I immediately saw a vision of what I could make in my head: spirals of different colors. Given my time constraints and limited artistic ability, it seemed completely doable. I started with green because someone had already used most of that sheet. I figured, “Why not use it up?” Apparently all great art starts with such practical thoughts in my world. It turns out, I didn’t have enough squares, so I had to take some from a fresh sheet. So much for keeping it tidy.
I chose a second color, this time making sure to tear out enough orange squares to complete the next spiral. Two things because immediately clear. 1) The squares weren’t going to fit neatly next to the first spiral. 2) I had way too many squares this time, provoking panic in my order-loving brain. “What am I going to do with all the extras?!”

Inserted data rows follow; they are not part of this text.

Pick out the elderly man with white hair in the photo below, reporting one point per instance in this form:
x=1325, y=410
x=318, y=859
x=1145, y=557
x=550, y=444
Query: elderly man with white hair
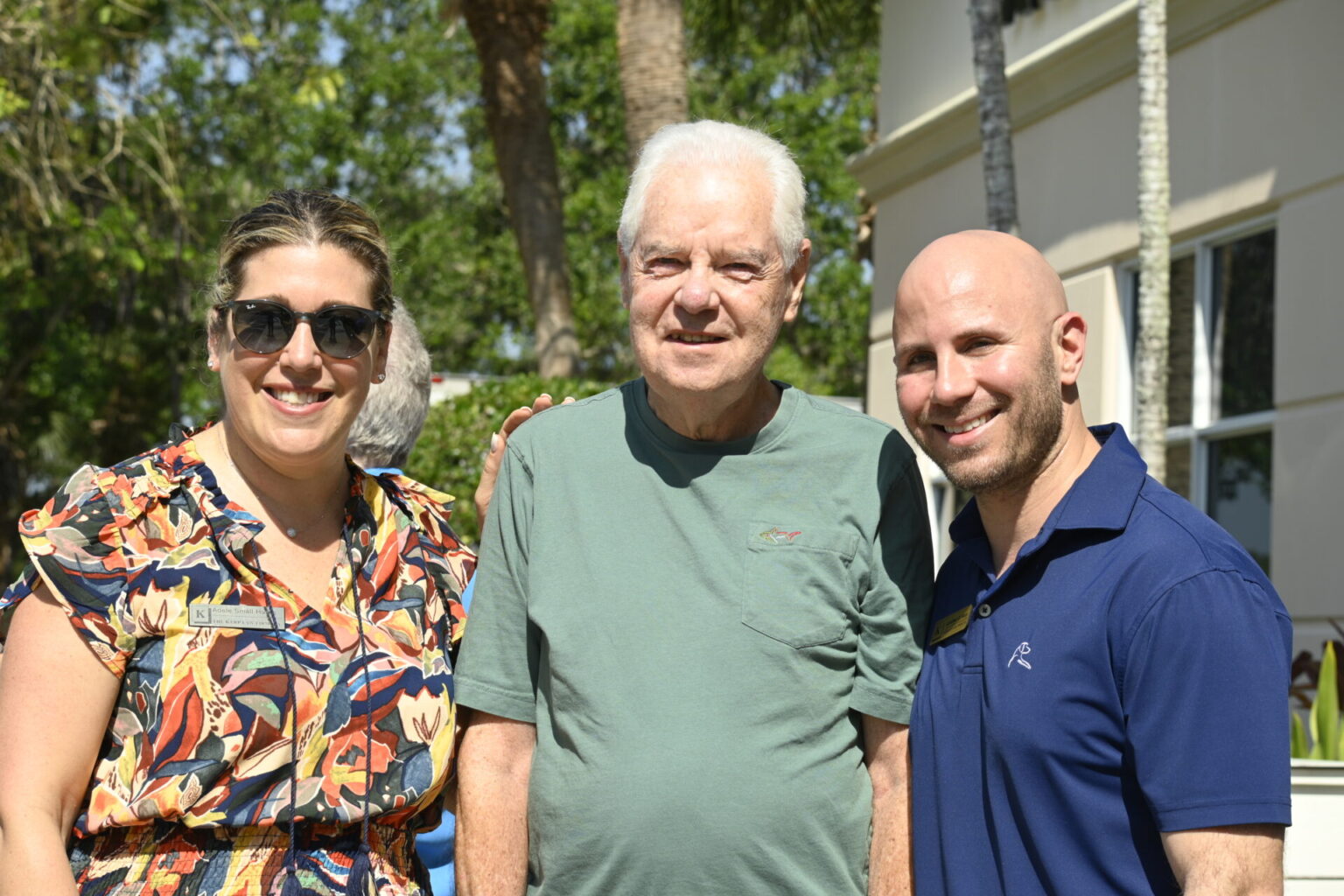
x=702, y=595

Nevertheless, I pressed on and added 2 more colors: yellow and blue. As I got closer to realizing my original design, I temporarily set loose squares on the already completed rows for easier access while I continued to work. By the time I was done, I missed the messiness of those errant squares, so I glued a few on, making their temporary home permanent. I also found a home for the extra squares as I stared at the bare edges of the paper. Plain white paper just didn’t fit anymore. So the extra squares I tore out found a home as well.

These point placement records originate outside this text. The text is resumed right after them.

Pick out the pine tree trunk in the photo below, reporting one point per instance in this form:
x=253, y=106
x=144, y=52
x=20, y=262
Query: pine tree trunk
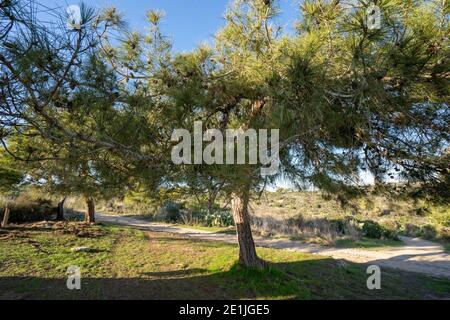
x=6, y=216
x=60, y=213
x=90, y=214
x=247, y=250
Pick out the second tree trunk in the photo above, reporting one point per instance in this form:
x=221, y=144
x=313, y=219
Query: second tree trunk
x=247, y=250
x=6, y=216
x=90, y=213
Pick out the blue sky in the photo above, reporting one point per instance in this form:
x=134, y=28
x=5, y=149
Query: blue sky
x=187, y=22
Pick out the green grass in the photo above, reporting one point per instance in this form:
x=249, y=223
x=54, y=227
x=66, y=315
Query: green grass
x=447, y=247
x=131, y=264
x=366, y=243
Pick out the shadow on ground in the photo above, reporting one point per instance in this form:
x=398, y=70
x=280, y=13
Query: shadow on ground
x=314, y=279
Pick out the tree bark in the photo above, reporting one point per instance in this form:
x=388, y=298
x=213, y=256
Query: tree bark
x=60, y=213
x=247, y=250
x=90, y=214
x=6, y=216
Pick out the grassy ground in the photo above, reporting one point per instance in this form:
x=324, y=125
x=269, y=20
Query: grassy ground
x=127, y=263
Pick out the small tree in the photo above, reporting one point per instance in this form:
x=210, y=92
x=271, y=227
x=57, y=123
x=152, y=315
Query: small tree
x=10, y=182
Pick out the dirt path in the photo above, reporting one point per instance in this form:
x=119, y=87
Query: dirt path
x=416, y=256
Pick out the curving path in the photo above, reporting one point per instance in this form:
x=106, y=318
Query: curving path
x=416, y=256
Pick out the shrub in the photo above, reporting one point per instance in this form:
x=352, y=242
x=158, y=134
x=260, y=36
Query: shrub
x=27, y=210
x=428, y=232
x=220, y=218
x=171, y=212
x=372, y=230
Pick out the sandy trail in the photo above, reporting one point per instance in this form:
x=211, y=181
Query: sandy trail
x=416, y=256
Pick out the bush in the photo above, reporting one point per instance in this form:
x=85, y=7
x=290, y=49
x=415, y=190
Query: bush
x=27, y=210
x=373, y=230
x=428, y=232
x=171, y=212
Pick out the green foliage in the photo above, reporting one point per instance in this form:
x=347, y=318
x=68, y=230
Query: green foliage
x=25, y=210
x=373, y=230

I stared at the page and prayed, “Okay, Jesus, what can I learn from this?” The burning question in my mind for this retreat was simply, “What now? What should my life look like?” One look at my glue covered fingers and the jumble of paper squares on the page and a single word came to mind, “messy.”
I stared at the page more and turned it over. Turns out, when I flipped it over, the movement felt completely different. What was expanding and moving outward was now moving inward. I could see that as I moved forward in life it would be a simultaneous growing out and narrowing in. A growing out: the unfurling of petals as a blossom grows into a flower. A narrowing in: zeroing in on who I am created to be(come) in Jesus.
As I turned over the calendar page to a new month last week (one of the most satisfying things in my book), the verse said,
“Many are the plans in a person’s heart,
but it is the Lord’s purpose that prevails.” Proverbs 19:21
It suddenly became crystal clear that all of the plans I’ve been making for my life wouldn’t necessarily look the way I thought. There would be gaps and overlaps. Some places would be a straight shot, while others more meandering. Some seasons will feel like they’re way too long, while others feel like a flash of color that I’d long for more of.
Above all, it will be messy. But the Lord’s purpose prevails.
My prayer is that I’d see the beauty in the messiness. I pray for faith that I’m headed exactly where God intends for me to go, even if I can’t see the whole picture. Like a mosaic in process, all the pieces may seem jumbled today, but the Lord’s purpose prevails. One day, I will stand back in awe of the creation he’s made.